With a start, he jerked back, yanking the shovel free in a geyser of blood and gore. He spun, eyes hunting for the next attacker.
He found none.
All he found with his wide, adrenaline-fueled eyes were faces looking at him. Some of them were sad. Others were relieved. All were somber. All were the big, strange faces of the ogres who had come to their aid.
Tiller kept looking around. His blood crackled with urgency, with the expectation of violence. None came.
Finally, his eyes settled on the male who had come with the ogres. This one was looking at him with an expression that was beyond reading.

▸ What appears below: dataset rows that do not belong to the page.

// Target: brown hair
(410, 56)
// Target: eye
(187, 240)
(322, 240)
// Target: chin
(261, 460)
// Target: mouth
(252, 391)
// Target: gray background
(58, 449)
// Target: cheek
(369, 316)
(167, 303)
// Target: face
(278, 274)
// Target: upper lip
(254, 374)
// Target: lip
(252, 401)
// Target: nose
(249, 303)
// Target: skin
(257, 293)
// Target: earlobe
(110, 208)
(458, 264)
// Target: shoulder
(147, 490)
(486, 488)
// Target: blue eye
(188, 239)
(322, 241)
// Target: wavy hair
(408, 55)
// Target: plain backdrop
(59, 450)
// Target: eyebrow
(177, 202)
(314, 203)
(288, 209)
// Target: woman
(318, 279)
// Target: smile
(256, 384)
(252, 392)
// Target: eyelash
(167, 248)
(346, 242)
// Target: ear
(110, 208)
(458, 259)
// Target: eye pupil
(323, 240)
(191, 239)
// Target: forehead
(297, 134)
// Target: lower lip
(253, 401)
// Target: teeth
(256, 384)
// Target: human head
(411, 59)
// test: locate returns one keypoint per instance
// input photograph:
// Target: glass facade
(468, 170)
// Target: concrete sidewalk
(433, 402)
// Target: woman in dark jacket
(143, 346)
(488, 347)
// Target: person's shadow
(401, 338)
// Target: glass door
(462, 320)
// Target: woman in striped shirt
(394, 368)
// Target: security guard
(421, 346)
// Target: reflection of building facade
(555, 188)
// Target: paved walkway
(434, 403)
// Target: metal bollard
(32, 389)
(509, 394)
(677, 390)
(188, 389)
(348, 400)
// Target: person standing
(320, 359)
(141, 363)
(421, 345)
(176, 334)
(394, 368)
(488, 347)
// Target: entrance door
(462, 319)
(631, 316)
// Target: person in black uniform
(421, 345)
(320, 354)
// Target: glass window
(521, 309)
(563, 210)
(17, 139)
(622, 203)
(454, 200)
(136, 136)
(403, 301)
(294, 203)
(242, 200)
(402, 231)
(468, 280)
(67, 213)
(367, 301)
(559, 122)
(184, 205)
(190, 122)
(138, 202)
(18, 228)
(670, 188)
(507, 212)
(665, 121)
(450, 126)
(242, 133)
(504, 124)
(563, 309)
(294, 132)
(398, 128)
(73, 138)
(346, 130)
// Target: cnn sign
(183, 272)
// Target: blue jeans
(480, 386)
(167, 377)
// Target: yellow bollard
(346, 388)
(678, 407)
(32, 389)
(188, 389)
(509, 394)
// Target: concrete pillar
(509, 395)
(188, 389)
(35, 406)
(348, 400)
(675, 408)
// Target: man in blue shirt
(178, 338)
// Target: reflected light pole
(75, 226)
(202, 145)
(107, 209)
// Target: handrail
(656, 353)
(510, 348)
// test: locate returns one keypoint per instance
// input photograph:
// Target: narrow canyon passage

He was a strange-looking ogre, dressed in bright colors and draped with trinkets. His hair was elaborately braided, and the tails hung long over his body.
The ogre stepped toward Tiller. Tiller found himself unsure as to how to react. He couldn’t read the being’s intentions. He knew the ogre was bigger than him. He also knew, despite the ogre’s actions, that he might be held accountable for the devastation of his clan.
Suddenly Cutter was at his side, glaive held ready but unthreatening.
Cutter hissed in his ear, “So what now?”
Tiller breathed in return, “I have no idea.”